Most scientists dismiss the findings, believing the images are the latest example of a psychological phenomenon known as pareidolia. It occurs when our brain tricks our eyes into imagining familiar objects and shapes in textures and patterns. Think: “man in the moon.”
The timing of these findings coincides with the 40th anniversary of NASA launching its Viking 1 space probe, which became the first spacecraft to land on Mars and complete its research mission. Findings over the past 40 years have indicated that Mars held large bodies of water, a key to life.
Questions to Ask Employees: What Will You Discover?
What would you discover if you launched an information-gathering expedition in your workplace?
You might be surprised.
Your search for information needn’t be expensive, complicated or time-consuming. In fact, it’s pretty easy, and the learning can be significant.
Before, I conduct a strategic planning session with a company’s leadership team, I call the participants in advance and ask four questions:
- What’s working well in your organization? I hear the usual comments about “good products,” “dependable services,” “good people,” and “solid financials.” No surprise.
- What’s not working? Employees begin to unload when asked this question, even though, to most, I’m a complete stranger. By the time I’ve talked with half the people to be called, I can anticipate with accuracy what I will hear on subsequent calls. What have I learned? First, there’s a pent-up demand among your employees to be asked and to share. Second, it’s an indication of issues that are either unknown or underestimated. Third, it could be the indication not of a problem, but of a lack of communication around a particular program, policy, or person. Communication, a desire for clarity, and the need for accountability regularly top the list of what’s not working in most companies.

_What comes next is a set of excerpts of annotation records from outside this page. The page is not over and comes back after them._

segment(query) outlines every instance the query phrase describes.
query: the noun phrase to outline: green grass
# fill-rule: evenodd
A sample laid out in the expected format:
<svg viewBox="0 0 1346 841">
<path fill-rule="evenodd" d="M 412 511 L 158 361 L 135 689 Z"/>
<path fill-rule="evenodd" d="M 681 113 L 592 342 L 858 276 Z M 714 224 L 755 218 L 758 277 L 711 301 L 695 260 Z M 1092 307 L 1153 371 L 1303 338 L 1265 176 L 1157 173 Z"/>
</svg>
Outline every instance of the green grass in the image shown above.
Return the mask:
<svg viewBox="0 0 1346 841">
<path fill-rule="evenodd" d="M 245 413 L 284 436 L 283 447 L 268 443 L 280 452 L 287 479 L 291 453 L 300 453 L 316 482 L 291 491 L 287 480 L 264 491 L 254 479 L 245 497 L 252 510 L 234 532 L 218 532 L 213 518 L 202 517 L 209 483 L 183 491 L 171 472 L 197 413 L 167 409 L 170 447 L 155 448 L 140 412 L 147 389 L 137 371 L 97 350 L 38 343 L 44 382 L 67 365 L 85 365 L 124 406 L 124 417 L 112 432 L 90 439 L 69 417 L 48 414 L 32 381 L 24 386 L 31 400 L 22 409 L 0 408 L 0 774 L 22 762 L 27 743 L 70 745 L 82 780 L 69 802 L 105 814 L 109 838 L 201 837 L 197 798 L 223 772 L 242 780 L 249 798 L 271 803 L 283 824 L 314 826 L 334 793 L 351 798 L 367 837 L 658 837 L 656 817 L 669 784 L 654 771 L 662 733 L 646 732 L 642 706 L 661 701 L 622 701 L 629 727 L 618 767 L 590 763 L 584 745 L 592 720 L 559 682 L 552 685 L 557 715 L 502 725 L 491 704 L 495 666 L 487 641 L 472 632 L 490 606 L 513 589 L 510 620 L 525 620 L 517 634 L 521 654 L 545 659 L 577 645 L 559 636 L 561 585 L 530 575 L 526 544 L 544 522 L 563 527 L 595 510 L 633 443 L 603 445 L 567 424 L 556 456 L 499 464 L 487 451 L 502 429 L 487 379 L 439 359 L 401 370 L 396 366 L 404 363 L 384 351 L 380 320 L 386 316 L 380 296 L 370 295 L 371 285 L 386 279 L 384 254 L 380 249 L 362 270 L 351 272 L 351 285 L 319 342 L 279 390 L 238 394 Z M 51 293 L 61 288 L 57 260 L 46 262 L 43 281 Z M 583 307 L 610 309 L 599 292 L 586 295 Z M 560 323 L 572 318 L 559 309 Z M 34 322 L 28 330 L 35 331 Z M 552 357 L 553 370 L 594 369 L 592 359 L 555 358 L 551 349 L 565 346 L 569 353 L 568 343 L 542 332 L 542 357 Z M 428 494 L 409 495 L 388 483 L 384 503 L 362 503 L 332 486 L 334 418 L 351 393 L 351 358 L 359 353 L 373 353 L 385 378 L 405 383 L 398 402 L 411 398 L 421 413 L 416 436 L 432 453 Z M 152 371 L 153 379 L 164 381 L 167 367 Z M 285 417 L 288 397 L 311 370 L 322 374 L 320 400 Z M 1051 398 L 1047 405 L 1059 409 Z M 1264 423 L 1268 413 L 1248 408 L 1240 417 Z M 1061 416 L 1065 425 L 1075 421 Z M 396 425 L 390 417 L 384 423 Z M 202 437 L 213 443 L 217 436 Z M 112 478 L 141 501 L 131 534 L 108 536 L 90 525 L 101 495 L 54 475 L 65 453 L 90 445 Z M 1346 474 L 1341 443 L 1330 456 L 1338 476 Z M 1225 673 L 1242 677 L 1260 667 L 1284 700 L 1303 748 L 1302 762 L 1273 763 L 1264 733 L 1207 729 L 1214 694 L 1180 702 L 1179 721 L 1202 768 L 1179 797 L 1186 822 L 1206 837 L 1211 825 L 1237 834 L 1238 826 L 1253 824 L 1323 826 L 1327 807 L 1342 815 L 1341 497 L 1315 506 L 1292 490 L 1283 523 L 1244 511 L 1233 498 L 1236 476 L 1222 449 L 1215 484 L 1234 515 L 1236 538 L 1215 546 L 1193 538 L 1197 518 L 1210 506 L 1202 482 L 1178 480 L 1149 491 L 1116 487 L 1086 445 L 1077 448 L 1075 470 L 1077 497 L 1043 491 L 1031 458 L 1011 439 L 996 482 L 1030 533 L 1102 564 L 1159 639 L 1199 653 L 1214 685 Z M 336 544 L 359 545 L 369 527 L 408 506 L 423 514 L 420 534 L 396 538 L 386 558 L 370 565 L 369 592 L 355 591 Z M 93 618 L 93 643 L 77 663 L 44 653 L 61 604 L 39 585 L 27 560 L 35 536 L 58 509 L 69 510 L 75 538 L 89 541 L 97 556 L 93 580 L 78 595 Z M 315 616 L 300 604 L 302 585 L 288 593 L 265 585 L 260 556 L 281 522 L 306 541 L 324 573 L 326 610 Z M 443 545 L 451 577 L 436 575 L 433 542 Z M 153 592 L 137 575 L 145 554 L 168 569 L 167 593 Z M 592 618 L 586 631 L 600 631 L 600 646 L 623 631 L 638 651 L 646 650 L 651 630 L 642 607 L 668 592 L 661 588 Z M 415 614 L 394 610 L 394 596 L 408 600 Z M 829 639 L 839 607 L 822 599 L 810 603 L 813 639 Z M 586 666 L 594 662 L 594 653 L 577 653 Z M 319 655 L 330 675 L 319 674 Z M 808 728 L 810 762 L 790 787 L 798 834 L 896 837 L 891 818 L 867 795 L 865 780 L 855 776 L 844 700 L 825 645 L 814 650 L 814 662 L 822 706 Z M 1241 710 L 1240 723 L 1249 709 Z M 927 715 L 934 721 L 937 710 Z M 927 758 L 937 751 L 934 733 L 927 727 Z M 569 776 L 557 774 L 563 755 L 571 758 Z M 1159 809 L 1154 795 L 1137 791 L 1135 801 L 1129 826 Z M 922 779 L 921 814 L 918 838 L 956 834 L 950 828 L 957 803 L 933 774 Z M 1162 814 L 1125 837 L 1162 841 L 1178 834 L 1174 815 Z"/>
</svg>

- If you were in charge, what decision would you be making? This question moves the person from complainer to problem solver. Look for patterns of problems or opportunities and then address them. Frequent feedback is a need for more communication from the CEO about where the company is going, how we’ll get there, and how we’re doing. Another frequent issue is the need to terminate underperformers.
- What’s one thing the organization can do to make you more effective? You might be surprised by the suggestions for simple fixes this question prompts. “By having me report to two different people, I’m often working on competing projects with competing deadlines.” If you want to improve performance, start by asking those doing the work for their ideas.
Remember, just because you don’t ask your employees these questions, doesn’t mean they’re not thinking about them.
Illuminate Blind Spots
We all have blind spots, and this simple bit of exploration can shine a light on yours.
Just as scientists have dismissed the latest images of so-called extraterrestrials on Mars, you would be wise to get the facts – or even the perception of the facts – about what’s going on in your business before you dismiss internal rumors, questions and concerns.
If you want to improve, ask your people for their feedback. Ignorance may be bliss, but its price can be costly.